効率的なバス運行について蕩々とまくしたてた。

 

僕が社長だったら、こんな時間に走らさないだの

(わたしゃ、利用してるっつうの!)、

組合が弱くなったから経営に口を挟めないだの、

よっぽど不満が溜まっていたのだろう、

そのうちに給料が安いという愚痴になった。

 

ひとしきり聞いた後で

「その気持ちを、素直に上に

お話になったらいかがですか?」と言ったら、

「とんでもない! 僕ぁ、口べたなんです!」だと!

(あんた、それだけしゃべれりゃ十分でしょ!)

 

乗客が増えてきたので、

運転手のおしゃべりもおさまっていったが、

バスという限られた空間の中で、

時折人と人との親密さに遭遇する。

 

学生時代のことだ。

朝早くから立ちっぱなしの臨床実習で、

私はくたびれ果て、帰りのバスの中では、

爆睡状態だった。

それでも、帰巣本能というのか、

家が近くなると、自然に目が覚めるから不思議だ。

 

その日も、もうそろそろかなという所で

目覚ましモードに入ったのだが、

左耳が、妙に生暖かい。

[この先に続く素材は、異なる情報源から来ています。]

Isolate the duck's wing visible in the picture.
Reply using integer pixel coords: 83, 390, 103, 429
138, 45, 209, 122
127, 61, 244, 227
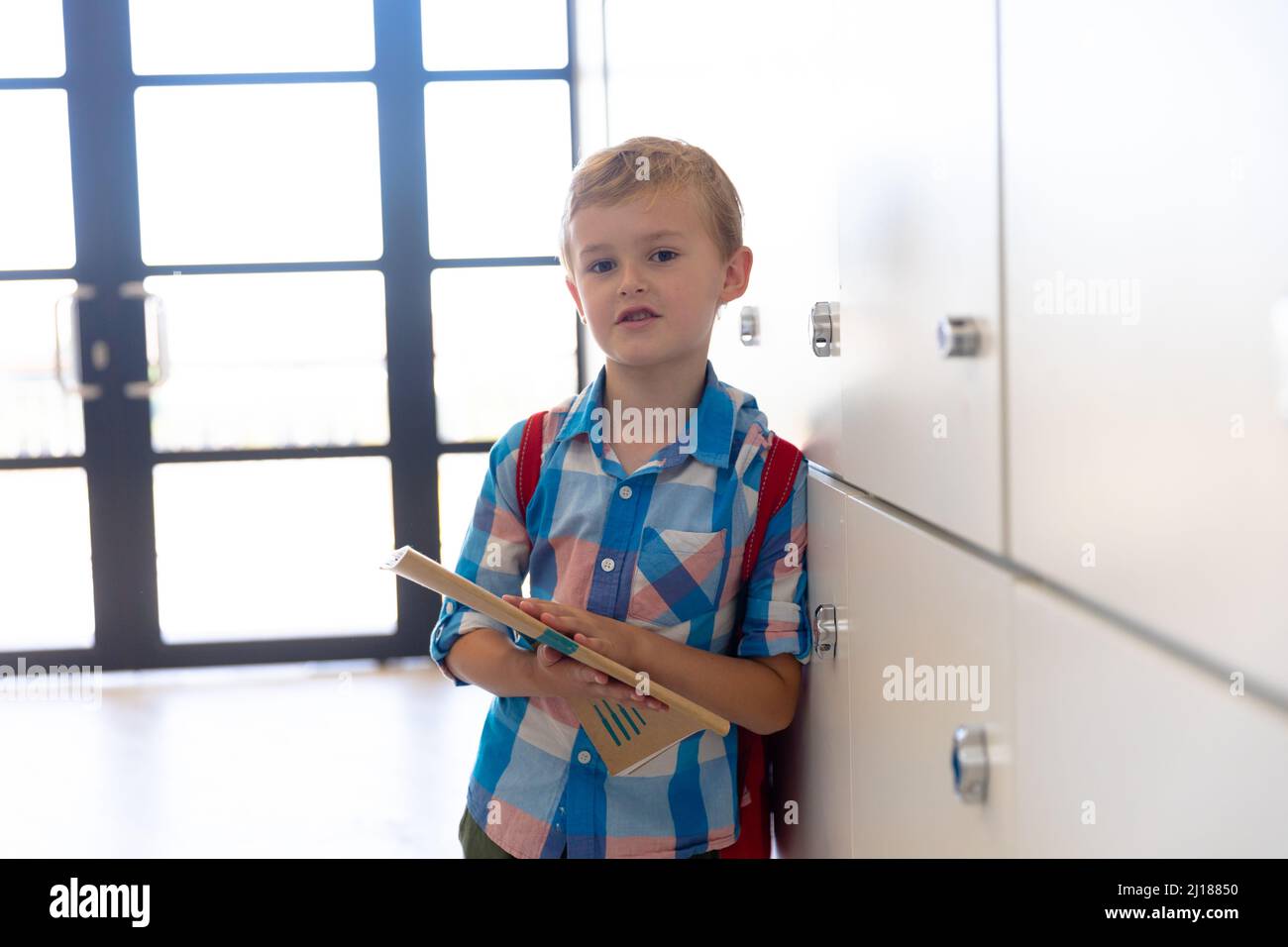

ふと見ると、

しわくちゃで、ふかふかな てのひらが、

窓と私の耳の間にヌッと突き出ている。

な、なに?!

 

びっくりする私に、後ろの席から声が掛かった。

「姉さんが、あんまり、がっこんがっこん

窓に頭ぶつけてるからよ。

オバーはこうして、手入れていたさー」

 

小っちゃな おばあさんだった。

その体を、目一杯前の席に伸ばして、

私の頭を衝撃から守ってくださっていたのだ。